Au lendemain de la clôture du congrès d’orientation du Parti acadien, le 2 mai 1977, L’Évangéline réserve à cette nouvelle un petit encadré en bas de la page couverture où il est possible de lire « Le PA propose la création d’une province acadienne autonome ». Il s’agit, en fait, du titre de l’article qui se trouve à l’intérieur du journal. Le journaliste qui est chargé de rapporter la nouvelle précise les détails du congrès ainsi que les principales positions adoptées par le parti au cours de cette rencontre. Globalement, l’article d’information met l’accent sur le fait que le congrès s’est déroulé à l’Université de Moncton en compagnie de seulement 50 militants qui étaient, pour la plupart, universitaires (« Le PA propose la création d’une province acadienne autonome », article d’information de Nelson Landry dans L’Évangéline du 2 mai 1977, 5). Le lendemain, le journal publie, en deuxième page, un article portant sur la position et la réaction du premier ministre Richard Hatfield à l’égard de la nouvelle orientation du Parti acadien.
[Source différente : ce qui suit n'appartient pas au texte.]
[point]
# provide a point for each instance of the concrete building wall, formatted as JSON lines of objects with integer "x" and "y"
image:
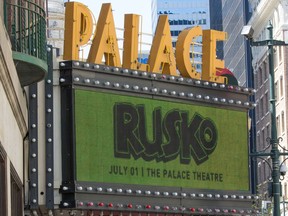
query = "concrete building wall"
{"x": 13, "y": 115}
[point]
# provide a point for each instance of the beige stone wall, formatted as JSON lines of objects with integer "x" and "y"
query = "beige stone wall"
{"x": 13, "y": 106}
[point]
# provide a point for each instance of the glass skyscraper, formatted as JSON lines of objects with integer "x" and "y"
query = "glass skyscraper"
{"x": 186, "y": 14}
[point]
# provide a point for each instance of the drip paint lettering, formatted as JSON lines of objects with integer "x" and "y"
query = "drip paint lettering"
{"x": 173, "y": 135}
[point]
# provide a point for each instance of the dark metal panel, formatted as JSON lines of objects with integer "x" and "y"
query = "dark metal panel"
{"x": 49, "y": 132}
{"x": 33, "y": 146}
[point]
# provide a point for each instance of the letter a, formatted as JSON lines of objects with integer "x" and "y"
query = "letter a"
{"x": 105, "y": 41}
{"x": 162, "y": 57}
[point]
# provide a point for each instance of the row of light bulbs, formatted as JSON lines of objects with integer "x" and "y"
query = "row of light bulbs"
{"x": 149, "y": 207}
{"x": 162, "y": 91}
{"x": 158, "y": 193}
{"x": 160, "y": 76}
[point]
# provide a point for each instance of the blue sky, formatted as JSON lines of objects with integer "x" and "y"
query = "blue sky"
{"x": 121, "y": 7}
Cette réaction est, de toute évidence, défavorable. Le premier ministre de l’époque prétend que l’exécution d’un tel projet aurait des conséquences désastreuses comme le démontre très bien le titre de l’article en question : « Hatfield : l’application de l’idée du P.A. serait un désastre » (article d’information de la Presse canadienne dans L’Évangéline du 3 mai 1977, 2). En général, toutefois, les articles d’information portant sur le Parti acadien et sur son projet autonomiste, au cours de cette période, s’intéressent surtout aux réunions et aux colloques qu’organisent le parti, souvent en prenant la peine de préciser la profession et le statut social des membres présents ainsi que le nombre de participants, parfois avec un fond d’humour comme le démontre la couverture réservée au conseil provincial du parti tenu au début du mois de juin 1977. Le journaliste qui fait la couverture de cette nouvelle parle d’une « réunion positive et sérieuse des quelque 20 personnes présentes […] » (« Le PA va définir ses objectifs », article d’information de Paul-Arthur Landry dans L’Évangéline du 6 juin 1977, 7).

Tableau 3

L’opinion à l’égard du Parti acadien dans les éditoriaux et dans les lettres d’opinion de L’Évangéline avant les élections de 1978 (du 2 mai 1977 au 17 septembre 1978)

L’opinion à l’égard du Parti acadien dans les éditoriaux et dans les lettres d’opinion de L’Évangéline avant les élections de 1978 (du 2 mai 1977 au 17 septembre 1978)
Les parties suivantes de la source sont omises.